When she mentioned having more boxes and raw material than she could ever get through, another questioner mentioned her SABLE. 

At this it was the host's turn to look baffled, showing she's not a knitter! And had it explained to her: Stash Acquisition Beyond Life Expectancy! She's a weaver and some of the guests outrun her knowiedge of textiles.

Worth going to Lauren's website to see more.  I find more and more that textile people seem approachable and fun. 

When I started saori, spontaneous, weaving years ago I thought traditional weavers would disapprove of the homemade looms,  wild colors, any old thing used for the weft, wavy selvedges. But the largely Indian ones who'd seen them were hugely supportive and really kind to my efforts.  So there's that.

Nice to assume the best of each other!

Speaking of which, Gary's over soon to replace my ceiling light and hopefully make my worktop less gloomy. He had a couple of my  blueberry muffins for breakfast to give him energy.

12 comments:

Ms. Moon said...

I would love to see a full-sized figure you made.

e said...

Interesting work...yes, I did see your comment and tried to explain the process here, much of which is about insurance. Look at rebelpuritan.com for information on Herodias Long and her life and the books by Joanne Butler. You can also Google Herodias Long. She is among my Quaker ancestors.

Boud said...

Thank you for the info. I'll definitely look her up. How wonderful to be able to trace your family so far back.

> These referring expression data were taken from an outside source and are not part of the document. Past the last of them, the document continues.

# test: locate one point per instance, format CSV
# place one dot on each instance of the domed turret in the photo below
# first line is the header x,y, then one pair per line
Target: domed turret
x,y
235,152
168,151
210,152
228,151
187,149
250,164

Handsome Partner's chair was also an insurance issue, except he ended up with pretty much the cheapest Medicare covered chair, for various reasons. Very few non motorized chairs for frail quadriplegic patients, none that recline. None that fitted in my car. Endless logistical issues! Long story. But I feared you'd thought I didn't grasp the significance and possible complications of a chair. Thanks for reassuring me.

Boud said...

It may be a while..

ellen abbott said...

oh, fun stuff. thanks for showing us.

Debra She Who Seeks said...

A life-size soft sculpture! DO IT!!!

Minimiss said...

That art is amazing and I too would love to see your life-sized sculpture. We will wait in anticipation.

Boud said...

It might be a long wait!

Boud said...

You have a lot of faith in me!

Magpie's Mumblings said...

Re making life-sized soft sculptures - I saw an idea somewhere online to wrap your body in duct tape and then cut it (very carefully!!!) up either the back or the front, re-tape the cut, stuff it... to make a dress mannequin that is your exact size. I would think something similar would work as underpinnings for a life sized sculpture, or at least the basis for one. Just a thought. Or, barring using your own body, if you had access to a mannequin you could do the same process (and not risk doing yourself bodily harm in the process!)
I really enjoyed seeing the art work of Loren Batt - thank you!

Boud said...

That duct tape deal requires two people, one to stand, one to wrap. And it's the torso only, clearly! But I do have an idea on how to draft this out. in fact the preliminaries are under way. Watch this space!

pam nash said...

I like those sculptures! and the granny panties are just great!